Quantization of the model leads to an exact conformal field theory characterized by an affine Lie algebra at integer level k, a central charge computed via the Sugawara construction associated with Pierre-Gilles de Gennes-style operator product expansions developed further by John Cardy and Alexander Belavin, and modular invariant partition functions studied by Gerard 't Hooft and Gabriel Cardy. Primary fields correspond to highest-weight representations of affine algebras classified by Victor Kac and Robert Moody, and correlation functions satisfy Knizhnik–Zamolodchikov equations derived by Vyacheslav Knizhnik and Alexander Zamolodchikov. The model's exact solvability permits use of techniques from the representation theory of Affline Lie algebras, modular transformations related to André Weil-type phenomena, and operator algebras influenced by John von Neumann and Alain Connes.

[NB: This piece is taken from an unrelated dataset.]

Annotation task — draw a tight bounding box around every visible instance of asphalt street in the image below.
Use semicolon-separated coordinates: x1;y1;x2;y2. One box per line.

The model has been applied in condensed matter contexts such as the description of spin chains analyzed by F. D. M. Haldane and critical phenomena in one-dimensional quantum magnets studied by Ian Affleck, and in string theory where it provides Wess–Zumino–Witten strings on group manifolds used in constructions by David Gross and Michael Green for heterotic strings and backgrounds studied by Cumrun Vafa. It informs dualities including facets of the AdS/CFT correspondence explored by Juan Maldacena and contributes to the understanding of anomalies and topological terms in particle physics as in the work of Gerald 't Hooft and Steven Weinberg. Experimental relevance appears indirectly through low-dimensional systems and quantum Hall analogies considered by Robert Laughlin and Shoucheng Zhang.

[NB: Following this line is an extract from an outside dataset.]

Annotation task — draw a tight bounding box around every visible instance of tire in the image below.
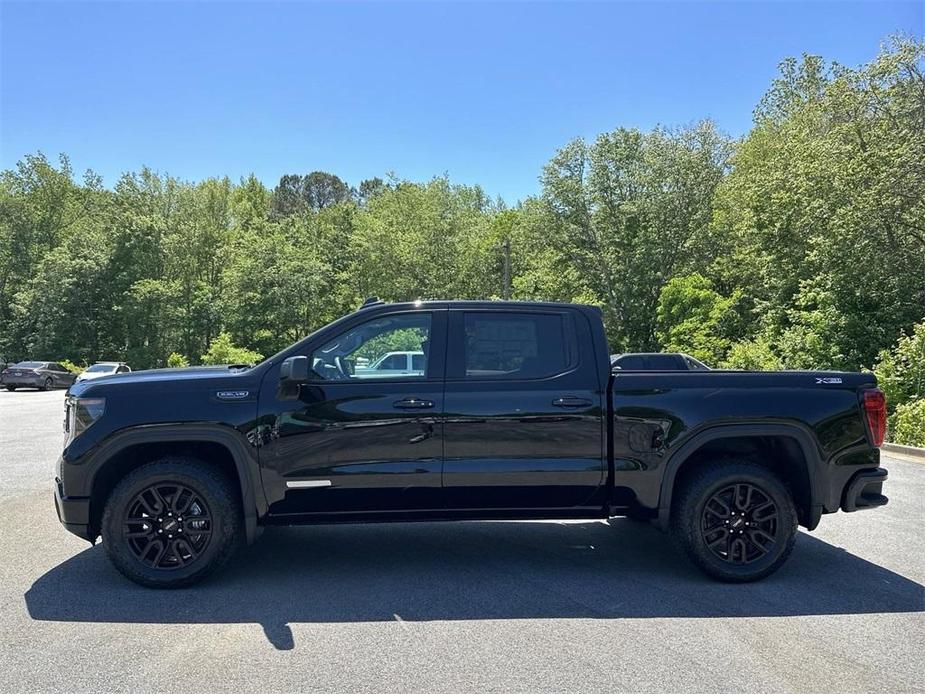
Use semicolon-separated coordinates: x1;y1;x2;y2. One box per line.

Mathematically the model intertwines topics from algebraic geometry studied by Alexander Grothendieck and representation theory of loop groups developed by Graeme Segal and André Weil, with connections to modular functors and topological quantum field theory formalized by Michael Atiyah and Graeme Segal. Constructions use fusion rules encoded by Verlinde algebra proved by Erik Verlinde and link to quantum groups introduced by Vladimir Drinfeld and Michio Jimbo. The geometric quantization of moduli spaces of flat connections on Riemann surfaces connects to work by Nigel Hitchin and William Goldman, while factorization properties of conformal blocks relate to Beilinson–Drinfeld chiral algebras and the geometric Langlands program advanced by Edward Frenkel and Robert Langlands.
Generalizations include coset constructions developed by Peter Goddard and David Olive, supersymmetric Wess–Zumino–Witten models studied by Paul Howe and Peter West, and deformations such as current-current perturbations and quantum group symmetric deformations investigated by Constantin Zamfir and Ludwig Faddeev. Higher-dimensional analogues and relations to Chern–Simons theory on three-manifolds connect to work by Edward Witten on knot invariants and to categorification programs led by Mikhail Khovanov and Jacob Lurie, while recent advances tie the model to nonperturbative dualities examined by Nathan Seiberg and Cumrun Vafa.